Suggested apps (non exhaustive list):
myUniTS
Safety4All - UniTS
ENEL Energia
Other apps of Italian Energy providers.
The student will have to show the scenario described below. The network traffic will have to be captured with Wireshark and then analyzed during the demo.
PC connected to the Internet and acting as hotspot.
Another device, either a smartphone or another PC, connected to the hotspot.
A DNS Server and a Web Server run on the PC.
A browser on the device connects to an HTTP website S1 and to an HTTPS website S2.
The two websites must correspond to the names of real websites. These websites may be chosen by the student.
Connecting to one website, first on HTTP and then on HTTPS, is also ok.
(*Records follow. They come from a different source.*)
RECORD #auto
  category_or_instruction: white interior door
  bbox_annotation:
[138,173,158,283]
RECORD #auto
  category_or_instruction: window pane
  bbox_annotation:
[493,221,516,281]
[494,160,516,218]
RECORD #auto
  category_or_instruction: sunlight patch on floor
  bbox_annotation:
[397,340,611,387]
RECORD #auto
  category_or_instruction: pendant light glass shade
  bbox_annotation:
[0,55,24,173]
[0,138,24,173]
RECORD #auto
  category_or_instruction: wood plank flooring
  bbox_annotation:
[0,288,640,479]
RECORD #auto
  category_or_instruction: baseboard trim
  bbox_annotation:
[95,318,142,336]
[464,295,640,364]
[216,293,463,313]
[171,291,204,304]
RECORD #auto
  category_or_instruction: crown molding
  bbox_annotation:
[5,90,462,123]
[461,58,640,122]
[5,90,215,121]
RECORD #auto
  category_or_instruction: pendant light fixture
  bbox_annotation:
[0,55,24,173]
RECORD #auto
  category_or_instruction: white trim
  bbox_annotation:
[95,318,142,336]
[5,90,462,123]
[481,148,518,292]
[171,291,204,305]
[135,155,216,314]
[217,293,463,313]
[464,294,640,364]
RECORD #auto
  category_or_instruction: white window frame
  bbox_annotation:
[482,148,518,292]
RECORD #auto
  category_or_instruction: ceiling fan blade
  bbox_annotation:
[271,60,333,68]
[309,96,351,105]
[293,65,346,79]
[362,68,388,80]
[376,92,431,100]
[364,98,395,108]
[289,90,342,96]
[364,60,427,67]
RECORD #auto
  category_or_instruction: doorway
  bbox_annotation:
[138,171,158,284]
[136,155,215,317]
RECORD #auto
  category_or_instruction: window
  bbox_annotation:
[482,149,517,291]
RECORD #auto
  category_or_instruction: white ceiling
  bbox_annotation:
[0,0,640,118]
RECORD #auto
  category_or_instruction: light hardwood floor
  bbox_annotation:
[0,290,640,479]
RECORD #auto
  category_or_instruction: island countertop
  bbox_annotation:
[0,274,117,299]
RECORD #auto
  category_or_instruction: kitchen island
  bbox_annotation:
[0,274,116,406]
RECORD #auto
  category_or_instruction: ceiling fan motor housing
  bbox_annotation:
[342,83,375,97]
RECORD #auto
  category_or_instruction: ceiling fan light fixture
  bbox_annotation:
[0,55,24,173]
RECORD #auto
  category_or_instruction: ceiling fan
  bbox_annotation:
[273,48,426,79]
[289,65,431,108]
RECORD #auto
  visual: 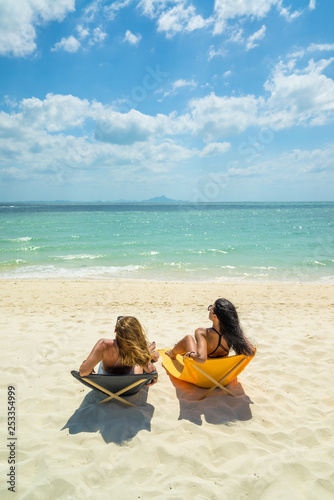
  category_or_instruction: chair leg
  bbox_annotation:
[83,377,135,406]
[193,365,234,399]
[99,378,145,406]
[194,358,247,401]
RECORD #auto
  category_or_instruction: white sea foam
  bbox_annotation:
[55,254,105,260]
[8,236,32,241]
[0,265,142,279]
[139,251,160,256]
[20,247,41,252]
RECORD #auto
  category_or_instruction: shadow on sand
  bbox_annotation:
[61,387,154,444]
[169,374,253,425]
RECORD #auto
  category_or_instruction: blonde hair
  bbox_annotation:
[115,316,152,366]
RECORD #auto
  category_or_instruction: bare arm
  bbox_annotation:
[191,328,208,363]
[79,339,105,377]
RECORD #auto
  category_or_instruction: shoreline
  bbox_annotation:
[0,276,334,286]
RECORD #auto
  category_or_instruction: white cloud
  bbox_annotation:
[103,0,133,21]
[264,58,334,128]
[51,35,81,53]
[246,24,267,50]
[214,0,278,34]
[172,78,197,91]
[76,24,89,40]
[157,3,207,37]
[189,93,259,141]
[209,45,227,61]
[307,43,334,52]
[0,0,75,57]
[124,30,142,45]
[277,0,303,21]
[198,142,231,158]
[89,27,108,45]
[0,54,334,186]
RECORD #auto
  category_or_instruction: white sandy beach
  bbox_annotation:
[0,280,334,500]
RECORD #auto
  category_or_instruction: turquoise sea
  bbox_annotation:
[0,203,334,282]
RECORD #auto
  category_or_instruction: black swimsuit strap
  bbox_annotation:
[208,326,229,357]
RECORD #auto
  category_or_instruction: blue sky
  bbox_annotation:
[0,0,334,202]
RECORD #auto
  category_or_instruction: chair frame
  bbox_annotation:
[160,349,256,401]
[71,370,158,407]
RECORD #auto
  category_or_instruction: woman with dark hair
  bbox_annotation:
[166,299,255,363]
[79,316,159,377]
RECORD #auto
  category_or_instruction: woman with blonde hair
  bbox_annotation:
[79,316,159,383]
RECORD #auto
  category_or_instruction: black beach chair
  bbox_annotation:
[71,370,158,406]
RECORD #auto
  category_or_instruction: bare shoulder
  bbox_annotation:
[195,327,207,336]
[95,339,114,350]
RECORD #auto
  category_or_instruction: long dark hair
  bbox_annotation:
[212,299,255,356]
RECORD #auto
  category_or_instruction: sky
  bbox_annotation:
[0,0,334,203]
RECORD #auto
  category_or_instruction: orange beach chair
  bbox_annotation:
[160,349,256,400]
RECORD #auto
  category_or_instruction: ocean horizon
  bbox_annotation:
[0,200,334,283]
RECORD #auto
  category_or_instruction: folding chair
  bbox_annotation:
[161,351,256,400]
[71,370,158,406]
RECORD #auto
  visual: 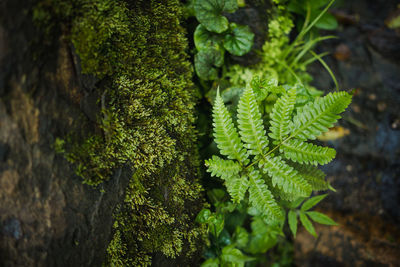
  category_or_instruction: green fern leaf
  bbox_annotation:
[249,170,284,221]
[291,92,352,140]
[289,163,329,191]
[205,156,241,180]
[213,91,247,162]
[225,175,249,203]
[279,139,336,165]
[259,156,312,197]
[269,88,296,141]
[238,87,268,155]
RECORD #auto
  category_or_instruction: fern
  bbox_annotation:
[213,92,247,162]
[206,82,351,228]
[238,87,269,155]
[269,88,296,141]
[279,139,336,165]
[291,92,351,140]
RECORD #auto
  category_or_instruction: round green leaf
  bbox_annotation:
[194,24,222,50]
[194,47,224,80]
[224,23,254,56]
[194,0,237,33]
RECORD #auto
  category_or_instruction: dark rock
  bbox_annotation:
[0,0,132,266]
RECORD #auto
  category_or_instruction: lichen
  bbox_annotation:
[36,0,205,266]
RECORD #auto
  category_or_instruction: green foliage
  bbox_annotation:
[224,0,338,91]
[224,23,254,56]
[194,0,238,33]
[288,194,338,237]
[206,84,351,218]
[188,0,254,80]
[200,79,351,266]
[288,0,338,30]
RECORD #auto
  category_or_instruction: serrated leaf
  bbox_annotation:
[306,211,338,225]
[196,209,212,223]
[269,88,296,141]
[194,24,222,50]
[288,210,297,237]
[259,156,312,197]
[290,91,352,140]
[205,155,241,180]
[289,163,329,191]
[225,176,249,203]
[194,0,237,33]
[279,139,336,165]
[300,212,317,237]
[301,194,327,211]
[194,46,224,80]
[213,92,247,162]
[237,87,268,155]
[235,226,249,248]
[315,13,338,30]
[200,258,220,267]
[224,23,254,56]
[249,170,283,221]
[221,245,255,266]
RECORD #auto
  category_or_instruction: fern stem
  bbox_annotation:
[310,50,339,92]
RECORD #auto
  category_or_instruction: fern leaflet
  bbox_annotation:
[291,92,351,140]
[290,163,330,191]
[249,170,283,221]
[225,176,249,203]
[213,91,247,162]
[279,139,336,165]
[259,156,312,197]
[269,88,296,141]
[238,87,268,155]
[205,155,240,180]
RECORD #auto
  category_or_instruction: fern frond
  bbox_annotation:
[290,163,329,191]
[262,174,298,201]
[279,139,336,165]
[259,156,312,197]
[225,175,249,203]
[249,170,283,221]
[238,87,268,155]
[205,156,241,180]
[269,88,296,141]
[290,92,352,140]
[213,91,247,162]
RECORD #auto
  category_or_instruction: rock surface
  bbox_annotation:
[0,0,131,266]
[295,1,400,266]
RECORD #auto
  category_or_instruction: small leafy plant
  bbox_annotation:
[206,87,351,222]
[197,81,352,266]
[192,0,254,80]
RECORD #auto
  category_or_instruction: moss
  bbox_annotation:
[35,0,205,266]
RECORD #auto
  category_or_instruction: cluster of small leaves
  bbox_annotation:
[191,0,254,80]
[196,189,284,267]
[206,82,351,225]
[224,0,338,92]
[288,194,338,237]
[288,0,338,30]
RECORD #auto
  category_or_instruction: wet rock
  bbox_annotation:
[0,0,132,266]
[295,1,400,266]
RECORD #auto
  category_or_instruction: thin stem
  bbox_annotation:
[310,51,339,91]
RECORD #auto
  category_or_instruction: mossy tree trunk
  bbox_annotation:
[0,0,204,266]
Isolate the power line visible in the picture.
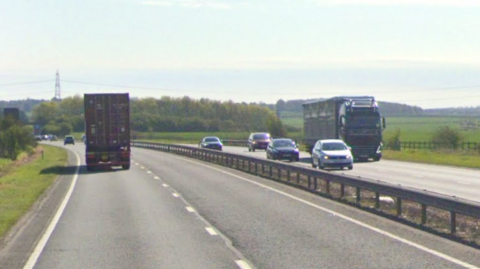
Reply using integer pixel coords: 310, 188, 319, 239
0, 90, 52, 99
62, 80, 177, 92
0, 79, 53, 87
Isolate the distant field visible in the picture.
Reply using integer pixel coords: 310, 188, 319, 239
282, 114, 480, 142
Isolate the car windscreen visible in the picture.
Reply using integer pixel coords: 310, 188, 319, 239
253, 134, 270, 140
273, 140, 295, 148
322, 143, 347, 150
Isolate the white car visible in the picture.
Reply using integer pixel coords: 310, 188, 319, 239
312, 139, 353, 170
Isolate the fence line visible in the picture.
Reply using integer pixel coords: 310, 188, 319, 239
385, 141, 479, 150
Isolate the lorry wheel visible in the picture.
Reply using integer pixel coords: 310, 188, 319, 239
318, 161, 325, 170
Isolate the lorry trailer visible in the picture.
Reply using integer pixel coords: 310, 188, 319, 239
303, 96, 386, 161
84, 93, 130, 171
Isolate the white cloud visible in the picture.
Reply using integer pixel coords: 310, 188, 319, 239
308, 0, 480, 7
140, 0, 232, 9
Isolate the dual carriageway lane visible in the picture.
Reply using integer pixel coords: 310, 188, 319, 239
0, 141, 480, 269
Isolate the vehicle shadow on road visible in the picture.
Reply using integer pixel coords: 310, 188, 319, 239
40, 165, 121, 176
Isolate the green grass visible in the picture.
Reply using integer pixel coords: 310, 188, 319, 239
0, 145, 67, 237
383, 150, 480, 168
383, 117, 480, 142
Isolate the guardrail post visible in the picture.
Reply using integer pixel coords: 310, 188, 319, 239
450, 211, 457, 234
397, 197, 402, 217
355, 187, 362, 205
422, 204, 427, 225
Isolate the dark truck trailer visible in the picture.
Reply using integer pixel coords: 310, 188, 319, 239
3, 107, 20, 121
303, 96, 385, 161
84, 93, 130, 171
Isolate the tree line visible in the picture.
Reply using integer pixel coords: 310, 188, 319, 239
130, 96, 285, 135
8, 95, 286, 136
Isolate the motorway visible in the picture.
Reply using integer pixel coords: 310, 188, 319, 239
0, 143, 480, 269
217, 145, 480, 202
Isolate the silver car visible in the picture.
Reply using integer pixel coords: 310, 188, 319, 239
312, 139, 353, 170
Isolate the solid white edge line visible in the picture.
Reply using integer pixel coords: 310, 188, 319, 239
235, 260, 251, 269
23, 151, 80, 269
171, 153, 480, 269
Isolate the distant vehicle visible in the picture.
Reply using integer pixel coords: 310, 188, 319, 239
312, 139, 353, 170
247, 133, 270, 151
83, 93, 130, 171
267, 138, 300, 162
199, 136, 223, 151
63, 135, 75, 145
303, 96, 386, 161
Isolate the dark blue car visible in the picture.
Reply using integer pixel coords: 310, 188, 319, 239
199, 136, 223, 151
267, 138, 300, 162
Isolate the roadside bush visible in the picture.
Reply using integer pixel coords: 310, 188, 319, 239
386, 128, 401, 151
0, 123, 35, 160
432, 126, 464, 149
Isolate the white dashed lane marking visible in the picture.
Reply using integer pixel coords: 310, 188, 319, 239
205, 227, 218, 235
235, 260, 252, 269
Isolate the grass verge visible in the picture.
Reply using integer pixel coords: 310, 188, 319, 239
382, 150, 480, 168
0, 145, 67, 237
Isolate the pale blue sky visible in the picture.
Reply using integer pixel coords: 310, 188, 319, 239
0, 0, 480, 108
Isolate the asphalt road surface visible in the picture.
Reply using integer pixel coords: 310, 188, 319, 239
217, 145, 480, 202
0, 141, 480, 269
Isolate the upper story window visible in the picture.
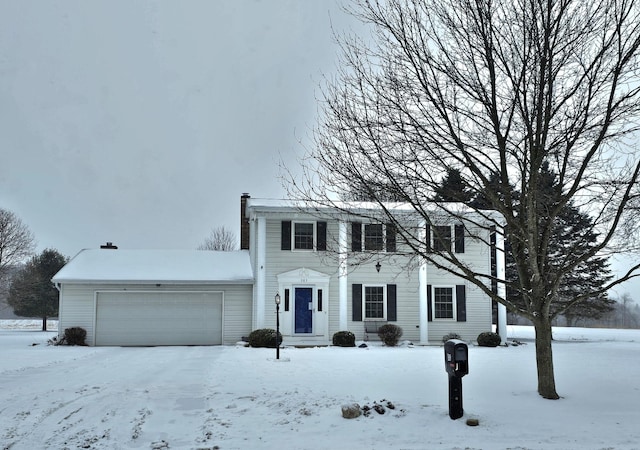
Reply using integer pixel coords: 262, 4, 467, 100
364, 223, 384, 250
351, 222, 396, 252
433, 225, 451, 252
293, 222, 315, 250
280, 220, 327, 251
427, 224, 465, 253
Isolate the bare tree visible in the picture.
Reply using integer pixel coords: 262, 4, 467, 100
288, 0, 640, 399
0, 208, 35, 297
8, 249, 68, 331
198, 226, 238, 252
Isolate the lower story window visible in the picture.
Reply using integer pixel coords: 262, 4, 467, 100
433, 287, 453, 319
364, 286, 384, 319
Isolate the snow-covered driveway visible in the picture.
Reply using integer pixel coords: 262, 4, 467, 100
0, 336, 222, 449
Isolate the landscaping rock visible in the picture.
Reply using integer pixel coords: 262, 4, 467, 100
342, 403, 362, 419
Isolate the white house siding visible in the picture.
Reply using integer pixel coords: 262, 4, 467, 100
265, 213, 338, 345
58, 283, 253, 345
427, 225, 492, 343
251, 202, 498, 344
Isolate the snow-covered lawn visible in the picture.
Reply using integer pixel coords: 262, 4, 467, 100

The device resolves the names of the websites through the DNS Server on the PC.
The DNS Server maps the requested names on the IP address of the Web Server on the PC.
The device accesses the websites at the Web Server on the PC.
The content displayed by the browser on the device must be different from the one of the real websites. Such content may be the same for the two sites and need not be particularly elaborated: an HTML page with some images and some CSS/Javascript decorations is adequate.
The above activities are described in detail in the 3 first "MITM LABS" provided in Networks Lab.
The demo must be shown and approved at least one week before the written exam.
Participation in the exam is allowed only when this constraint is satisfied. Once the demo has been approved, it will last “forever”.
Demo sessions with multiple students will be organized upon request.
The demo can be done from remote, with either Google Meet or Microsoft Teams. The student will share the PC screen to show Wireshark, web server, DNS server...whatever may be needed. The smartphone screen may be placed closed to the webcam at my request (to show the browser or whatever) or it may be mirrored on PC. There are many free tools for sharing the smartphone screen (see for example here); the free version of some tools has to be restarted after 5-10 minutes: no problems, I will wait; you do not need to pay a full version.
After completing the demo and before participating in the written exam, the student must provide a report as follows:
File in PDF format named “CompNet2 - 2020 - family name.pdf”
No more than 2 pages with a textual description of the main findings in Activity 1.
No more than 2 pages with:
Description of the scenario for the demo (devices, operating systems and other software).
Suggestions for improving the accompanying document (mistakes, inaccuracies, suggested changes or integrations).
An appendix with a potentially unlimited set of screenshots, referenced by the text, for demonstrating the findings of Activity 1.
It is strongly advised to execute Activity 1 and show the demo much earlier than the exam.